[Beowulf] delayed savings time crashes
Florent Calvayrac
florent.calvayrac at univ-lemans.fr
Wed Apr 12 12:12:16 PDT 2006
David Kewley wrote:
>David,
>
>The reboots were due to a City of Pasadena power glitch at 9:17 that
>morning. :) It was raining, and a 34kV city feeder line that runs between
>the generating plant at the entrance of the 110 and a substation at Del Mar
>& Los Robles faulted. The responsible breaker took 13 cycles to break,
>during which time the single-phase voltage seen at Caltech dropped to about
>75V.
>induce massive 12Hz oscillations on the room's power lines.
>
>As for the time glitch, that is probably induced by the fact that Daylight
>Savings Time changes only take place on the "system" clock, and in a
>standard Red Hat system those changes only get synced to the hardware clock
>upon a clean shutdown. So if your machine crashes after a DST change, then
>upon bootup syslogd gets its time from the hardware clock, which is wrong.

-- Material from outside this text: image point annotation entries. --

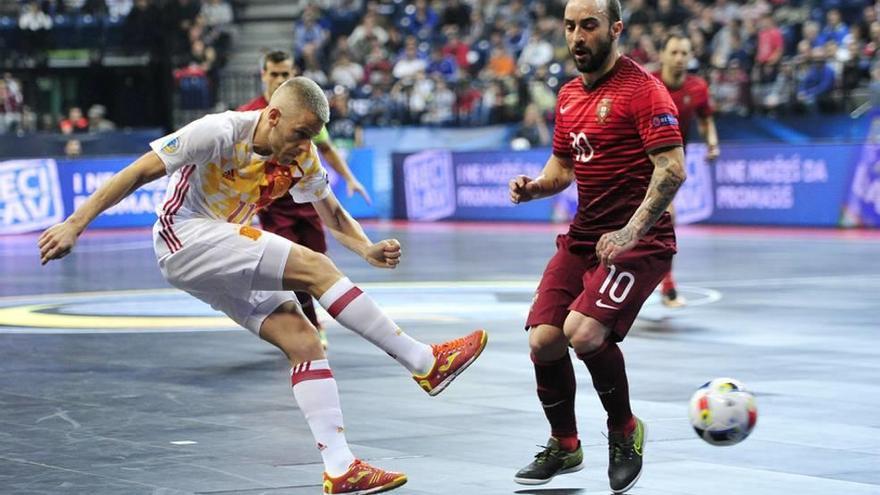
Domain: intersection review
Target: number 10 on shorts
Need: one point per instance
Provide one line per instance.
(623, 283)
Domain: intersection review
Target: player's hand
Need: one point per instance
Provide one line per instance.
(519, 189)
(384, 254)
(712, 153)
(56, 242)
(354, 186)
(613, 244)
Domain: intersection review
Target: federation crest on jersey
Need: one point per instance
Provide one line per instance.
(603, 110)
(171, 146)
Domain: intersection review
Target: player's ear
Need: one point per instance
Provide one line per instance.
(274, 116)
(616, 30)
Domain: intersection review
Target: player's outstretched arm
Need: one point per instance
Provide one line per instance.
(338, 164)
(346, 230)
(669, 174)
(707, 129)
(558, 173)
(57, 241)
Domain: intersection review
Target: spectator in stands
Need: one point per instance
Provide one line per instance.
(834, 28)
(469, 98)
(814, 90)
(75, 122)
(218, 17)
(33, 19)
(346, 72)
(670, 14)
(778, 95)
(202, 56)
(98, 121)
(770, 49)
(312, 67)
(636, 13)
(442, 65)
(343, 126)
(119, 8)
(308, 34)
(513, 13)
(542, 91)
(421, 21)
(725, 11)
(34, 25)
(441, 105)
(179, 17)
(501, 63)
(532, 131)
(142, 26)
(72, 148)
(856, 72)
(410, 63)
(456, 48)
(11, 105)
(810, 35)
(730, 88)
(456, 13)
(368, 30)
(344, 14)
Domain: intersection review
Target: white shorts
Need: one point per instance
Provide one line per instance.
(236, 269)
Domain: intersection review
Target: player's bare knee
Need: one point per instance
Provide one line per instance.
(291, 332)
(584, 337)
(309, 271)
(547, 343)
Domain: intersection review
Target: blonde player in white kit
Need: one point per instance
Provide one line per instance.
(224, 168)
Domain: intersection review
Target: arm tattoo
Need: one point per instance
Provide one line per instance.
(665, 182)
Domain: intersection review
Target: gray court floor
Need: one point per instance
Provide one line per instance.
(113, 383)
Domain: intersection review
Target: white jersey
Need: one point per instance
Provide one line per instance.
(215, 173)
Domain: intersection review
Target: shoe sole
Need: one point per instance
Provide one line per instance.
(445, 383)
(634, 481)
(533, 481)
(379, 489)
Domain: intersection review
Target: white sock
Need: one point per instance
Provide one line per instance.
(318, 398)
(356, 311)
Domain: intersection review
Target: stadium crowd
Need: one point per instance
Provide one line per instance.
(480, 62)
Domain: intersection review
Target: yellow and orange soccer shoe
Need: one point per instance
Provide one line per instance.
(450, 359)
(361, 479)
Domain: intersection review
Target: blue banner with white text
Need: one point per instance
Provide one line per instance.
(37, 193)
(772, 184)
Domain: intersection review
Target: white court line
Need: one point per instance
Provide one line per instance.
(790, 280)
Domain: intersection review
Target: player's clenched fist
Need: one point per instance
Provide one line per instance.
(384, 254)
(519, 192)
(56, 242)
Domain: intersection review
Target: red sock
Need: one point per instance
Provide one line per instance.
(556, 389)
(668, 283)
(609, 379)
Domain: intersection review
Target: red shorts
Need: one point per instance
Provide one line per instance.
(575, 281)
(299, 223)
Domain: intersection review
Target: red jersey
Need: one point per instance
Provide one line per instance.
(607, 131)
(284, 205)
(257, 103)
(692, 97)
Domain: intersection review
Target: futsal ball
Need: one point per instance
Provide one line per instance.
(723, 412)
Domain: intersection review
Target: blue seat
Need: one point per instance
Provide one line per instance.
(63, 33)
(89, 32)
(113, 32)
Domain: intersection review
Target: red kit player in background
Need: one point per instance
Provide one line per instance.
(299, 222)
(617, 136)
(691, 96)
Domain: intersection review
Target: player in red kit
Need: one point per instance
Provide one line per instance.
(690, 94)
(299, 222)
(617, 136)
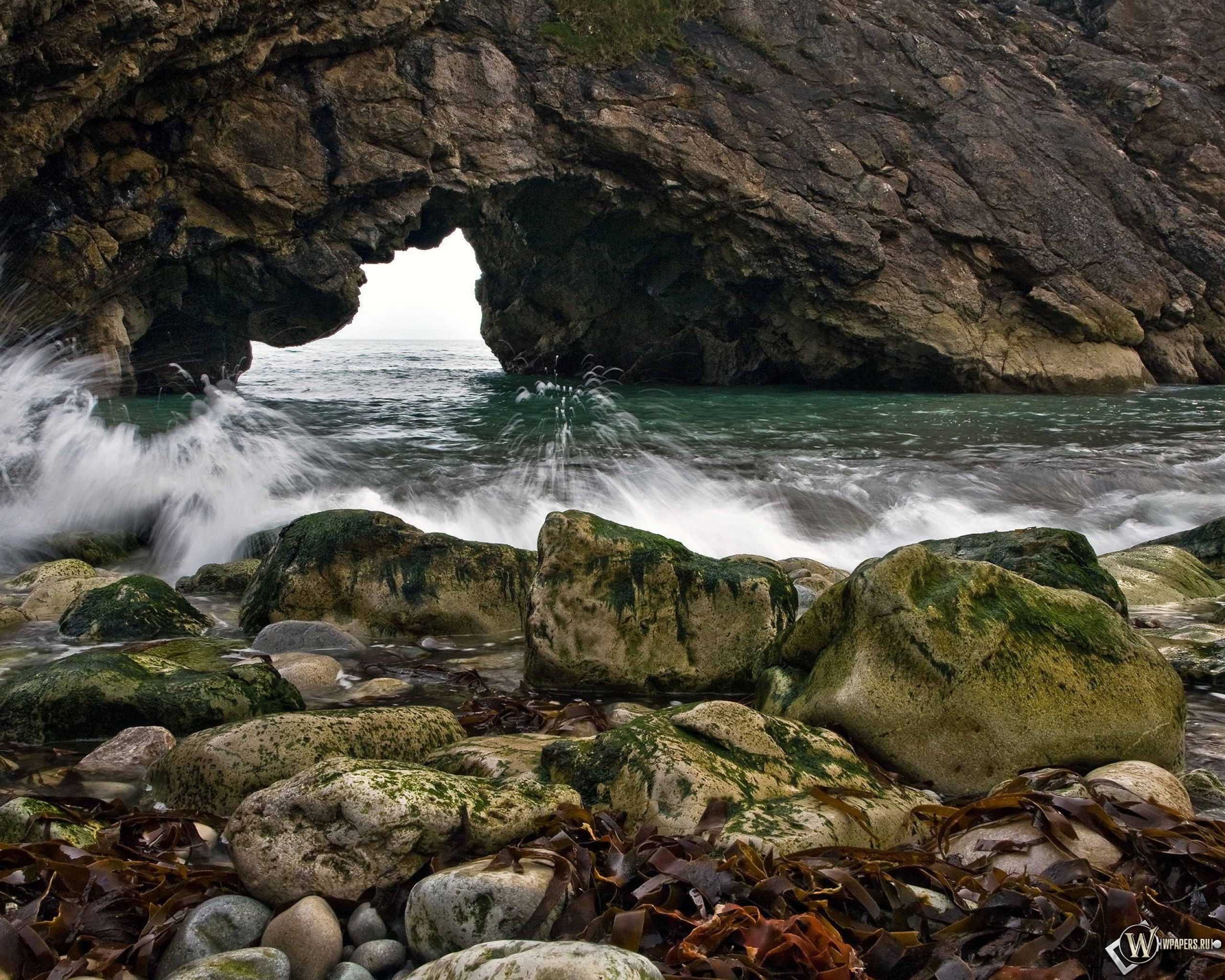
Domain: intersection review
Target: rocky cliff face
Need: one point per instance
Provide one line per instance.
(928, 194)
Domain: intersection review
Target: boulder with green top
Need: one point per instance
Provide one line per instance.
(375, 576)
(135, 608)
(962, 673)
(228, 579)
(99, 694)
(619, 609)
(1162, 574)
(667, 767)
(347, 825)
(1049, 557)
(217, 768)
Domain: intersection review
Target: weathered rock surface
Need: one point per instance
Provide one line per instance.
(619, 609)
(134, 608)
(895, 194)
(99, 694)
(1162, 574)
(346, 825)
(664, 769)
(527, 959)
(1049, 557)
(375, 576)
(965, 674)
(217, 768)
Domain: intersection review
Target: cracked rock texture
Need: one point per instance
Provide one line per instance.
(926, 194)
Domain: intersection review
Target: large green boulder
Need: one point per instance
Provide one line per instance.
(619, 609)
(216, 768)
(135, 608)
(965, 674)
(97, 694)
(664, 769)
(375, 576)
(347, 825)
(1049, 557)
(1162, 574)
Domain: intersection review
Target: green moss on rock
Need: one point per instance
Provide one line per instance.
(135, 608)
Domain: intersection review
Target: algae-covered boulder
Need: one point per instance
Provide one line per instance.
(962, 673)
(99, 694)
(135, 608)
(1162, 574)
(619, 609)
(231, 578)
(346, 825)
(216, 768)
(666, 768)
(1049, 557)
(375, 576)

>The system clock is only corrected later in the bootup sequence, when ntpd
>starts. The best solution is probably to set the hardware clock to UCT
>rather than local time. UCT doesn't undergo step changes like most
>timezones in the U.S. do, so the compensation for DST happens dynamically
>in software, rather than requiring a hardware clock change.
>
>
>
>
Why don't you use a line conditioner ? It's much cheaper than a similar
powered
UPS ($1000 for 10kW), many UPS dont guarantee voltage and waveform excepted
during clean power cuts, anyway.
A line conditioner is very handy in time of brownouts like during August
thunderstorms.
We have a Salicru one on our cluster and have a much better MTBF on our
compute nodes in comparison
with the ones of a computing room nearby.
Besides, I was confronted with the same problem about daylight saving time.
Just added a
clock -w
after the NTP synchronization in cron.daily so that the time would be
corrected automatically
on the hardware clock. (which is automatic on Windows btw).